Словно бы навостренную рапиду приставили к сердцу кроткого агнца, чтобы прободить его. Заступленник, смиренник, усердный богомольщик за всякую христианскую душу, бессребренный ходатай пред Господом, что же богомерзкое ты затеял, Никон, в своих скрытных беседах в патриаршьей келеице? Каких таких извратных кощун надули тебе в уши заморские шептуны, почасту наезжающие на Москву за милостынькой? Попрошайки, давно утратившие прародителев приход, паству и заветы, променявшие веру истинного на еллинские книги, – чего же вы с таким самодовольством и самохвальством переступываете по амвону первой церкви Руси, оттеснив от службы великого государя! И неуж кир Никон сам восхотел того?
А вы, отцы церкви нашей, куда вдруг заторопились на рысях, возомнили о себе невесть что, запрягли в коренники беса и давай поманывать скверну в распахнутые чужаку царские врата. А он-то, антихрист, вельми выучен всяким прелестям и заведет вас скоро в такие чаруса, откуда веком не выбраться. И неуж не ведаете, что новые вероучители учат нас неслыханной вере, точно мы мордва иль черемисы; пожалуй, придется нам вторично креститься, а угодников Божиих и чудотворцев вон из церкви выбросить. Уже иноземцы смеются над нами: де, что мы и веры христианской по се время не знали...
Шепот рос, вспыхивал волнами и почасту перетыкивался сквозь псалмы, нарушая строй службы. Ввечеру видели московцы черный крест на солнце: знамо, быть беде. Где ты, Никон, отец наш? Объявился...
Никон подманил анагноста, велел ставить аналой. Дьяконы принесли стул, положили на шелковую ширинку сборник отеческих бесед, откуда Никон порою после обедни вычитывал проповеди. А нынче-то время неурочное для бесед; какой же неотложною наукою вдруг возжелал поделиться пастырь? Никон поглубже надвинул Филаретову вязаную скуфейку на лоб (клобук тесным обручем сдавил голову), расправил по плечам белоснежные воскрылья и поцеловал нагрудный крест. От сладкого лобзанья он открыл в себе решительную силу; ему сделалось так горячо, что губы пересохли от внутреннего жара. «Детки вы мои, детки, – по-голубиному вскрикнуло сердце, – я вас отыму от пагубы». Он решительно, как на ристалище, вышел на патриаршье место за амвон, без тени сомнения отбил Макарию большой поклон и, не тая голоса, возвестил трубно:
– Сам Спаситель прислал тебя учить нас, маловерных, и рассеивать тьму...
И снова земно поклонился, ставя себя ниже Антиохийского иерея.
Вот оно, началося: мрак нисходит. Где ты, инок Филофей, бывалоче вразумивший великого князя Василия, де, соборная русская церковь теперь паче солнца сияет благочестием по всей поднебесной. Кости твои сотряслися, и от мощей исторгнулся по святой Руси изумленный стон.

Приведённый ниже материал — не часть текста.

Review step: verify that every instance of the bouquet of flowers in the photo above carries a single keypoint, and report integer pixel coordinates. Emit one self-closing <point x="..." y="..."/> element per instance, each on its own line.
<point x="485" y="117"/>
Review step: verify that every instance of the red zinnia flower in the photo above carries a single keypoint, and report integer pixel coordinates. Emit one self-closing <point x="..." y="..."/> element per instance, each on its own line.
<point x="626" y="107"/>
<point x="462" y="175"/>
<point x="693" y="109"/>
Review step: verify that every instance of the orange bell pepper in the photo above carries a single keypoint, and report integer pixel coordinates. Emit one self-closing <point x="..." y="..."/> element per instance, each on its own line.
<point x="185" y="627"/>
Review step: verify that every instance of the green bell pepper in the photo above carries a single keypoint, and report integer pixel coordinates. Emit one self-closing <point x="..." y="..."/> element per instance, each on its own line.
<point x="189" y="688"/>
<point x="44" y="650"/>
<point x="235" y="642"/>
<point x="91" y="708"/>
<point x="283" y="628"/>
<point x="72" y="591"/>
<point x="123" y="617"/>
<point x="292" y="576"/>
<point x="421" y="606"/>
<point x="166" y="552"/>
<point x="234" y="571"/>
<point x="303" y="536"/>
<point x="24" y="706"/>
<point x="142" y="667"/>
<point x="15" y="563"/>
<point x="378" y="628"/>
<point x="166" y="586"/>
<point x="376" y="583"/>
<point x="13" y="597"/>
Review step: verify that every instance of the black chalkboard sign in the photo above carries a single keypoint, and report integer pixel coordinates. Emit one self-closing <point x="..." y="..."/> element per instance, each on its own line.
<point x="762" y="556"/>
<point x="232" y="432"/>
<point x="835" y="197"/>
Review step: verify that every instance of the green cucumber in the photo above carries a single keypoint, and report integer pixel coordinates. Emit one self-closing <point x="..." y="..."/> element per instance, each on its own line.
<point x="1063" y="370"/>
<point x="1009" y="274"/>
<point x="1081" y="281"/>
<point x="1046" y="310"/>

Едино вздохнул собор в предчувствии беды, и лишь иереи согласно сняли клобуки и трижды поклонились Макарию. А митрополит Павел Крутицкий, никем не спрашиваемый, вдруг высунулся наперед и торопливо возвестил:
– Свет веры во Христе воссиял нам из стран Востока... Никон сурово сдвинул брови, взгляд исподлобья не сулил ничего доброго.
– Отец святой, блаженнейший, владыка кир Макарий, патриарх великого града Божьего Антиохии и стран Каликии, Иверии, Сирии, Аравии и всего Востока! Твоя святость уподобляется Господу Христу, и я подобен Закхею, который, будучи мал ростом и домогаясь увидеть Христа, влез на сикимору. Так и я, грешный, вышел теперь на амвон, чтобы лицезреть твою святость...
Макарий поощрительно склонил голову, не стирая с лица отеческой улыбки, и драгоман нашептал Никоновы похвальбы в мясистое старческое ухо, принакрытое курчавой седеющей шерстью.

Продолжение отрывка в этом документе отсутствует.